緊急、それも大掛かりなオペだったようだが、長い黒髪はちゃんとアイロンが当てらている。…伊織が指摘した通り、目の下のくまは酷くなっているが。
「遅いぞ、八舞」
 煙草を吸いたいのか、イライラしながら、霊七が呟いた。
「仕方ないわ、急患だもの。遅れたのは詫びるよ。でもね、霊七。煙草を我慢するいい時間にはなったんじゃない?ニコチン中毒の治療、サボってないでちゃんと来なさい」
 舌打ちする霊七の横に座り、ラスクを齧る。
「…働いた後のスイーツは最高ね」
 八舞が来ると、全体の空気が引き締まる。喧嘩しても、お互い、拾都には不可欠な立場なのだ。
「皆、揃ったかえ?」
 1番の上座。後ろに柳が植えられている席から声がした。
 全員がそちらを見ると、長い金髪に鳳凰の扇子で口元を隠しながら、男にも女にも見える身体付きの九尾が表れた。
「はい、九尾様。八舞、只今、戻りました故」
「よいよい、手術、ご苦労であった」
 カカカ、と笑った九尾は、白檀の香りがする扇子をパチンと閉じて、言った。
「本日の会議を始める、外部にはこの会議のことは他言せぬようにな。盗聴器などないのは、もうわっちが確認済みじゃ」
「…会議って、何」
 俯いて、机の下で「絡繰」をガチャリと毒を詰めながら、珍しく二兎が声を発した。
 それは、眠っていたのを起こされて怒っていたからかもしれないし、昨日から「九想典」が騒ついてるのを研ぎ済ませた意識で感じていたからかもしれないが、二兎でも理由は判らなかった。

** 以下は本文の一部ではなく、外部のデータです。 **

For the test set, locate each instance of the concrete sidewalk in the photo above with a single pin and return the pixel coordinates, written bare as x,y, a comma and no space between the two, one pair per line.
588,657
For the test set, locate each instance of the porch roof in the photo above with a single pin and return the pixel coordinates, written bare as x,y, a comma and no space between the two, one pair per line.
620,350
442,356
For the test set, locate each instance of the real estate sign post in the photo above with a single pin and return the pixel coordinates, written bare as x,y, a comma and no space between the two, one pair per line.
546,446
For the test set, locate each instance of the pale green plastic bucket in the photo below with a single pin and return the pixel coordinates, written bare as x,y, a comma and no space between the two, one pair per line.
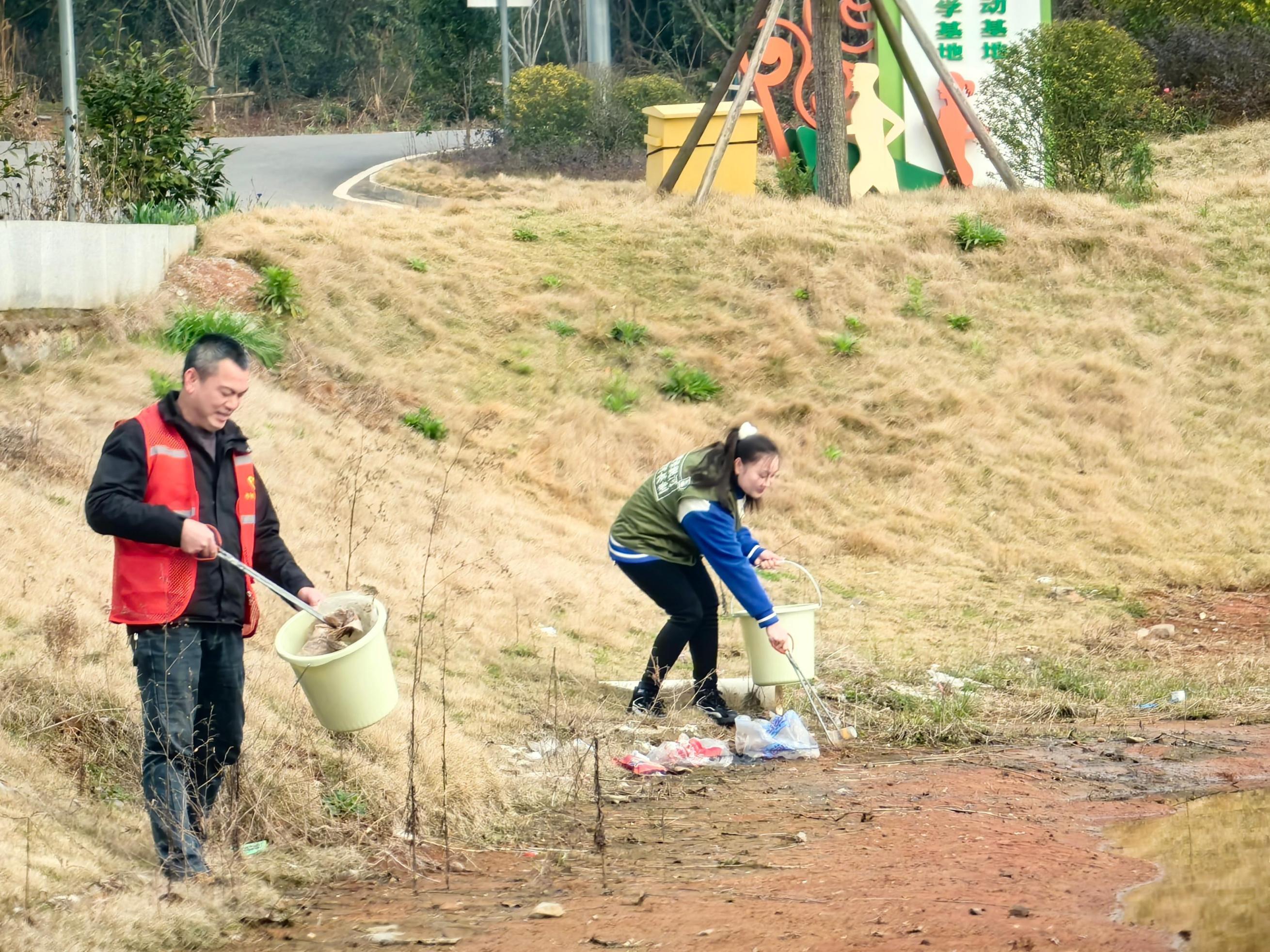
767,666
349,689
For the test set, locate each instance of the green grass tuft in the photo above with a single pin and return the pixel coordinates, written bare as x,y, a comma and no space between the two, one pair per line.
425,422
683,382
629,333
162,384
970,233
261,338
279,291
619,395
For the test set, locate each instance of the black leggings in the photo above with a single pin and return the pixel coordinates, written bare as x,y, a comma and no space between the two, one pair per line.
685,593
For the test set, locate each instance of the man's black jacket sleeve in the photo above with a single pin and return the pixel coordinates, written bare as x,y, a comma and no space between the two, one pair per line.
272,556
113,506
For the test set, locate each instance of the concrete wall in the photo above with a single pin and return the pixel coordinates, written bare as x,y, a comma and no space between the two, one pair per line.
77,265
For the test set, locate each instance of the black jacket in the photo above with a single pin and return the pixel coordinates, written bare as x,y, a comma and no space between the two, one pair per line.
115,508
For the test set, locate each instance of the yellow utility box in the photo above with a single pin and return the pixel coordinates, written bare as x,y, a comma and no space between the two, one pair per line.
670,125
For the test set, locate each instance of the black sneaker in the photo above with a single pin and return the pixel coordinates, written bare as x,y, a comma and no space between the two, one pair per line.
713,703
646,705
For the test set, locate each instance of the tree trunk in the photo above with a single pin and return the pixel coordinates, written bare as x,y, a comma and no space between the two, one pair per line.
831,103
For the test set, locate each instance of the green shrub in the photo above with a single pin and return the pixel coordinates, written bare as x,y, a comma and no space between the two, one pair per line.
279,291
970,233
617,117
686,382
619,396
1071,102
549,109
162,384
794,179
629,333
423,421
261,339
142,118
916,304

「珍しいの、二兎が喋るとは。…皆、伊織の事は知っておろう?そやつが兵器を拾いおったのじゃ」
「あの殺人狂か。…銃でも拾ったのか?」
 手を銃の形にしながら、華四が言った。
「いやいや、物の概念に囚われるな。拾ったのは、『遺骸』と呼ばれる兵器」
 扇子をバッと広げ、口にするのも忌々しいというように口元を隠して言った。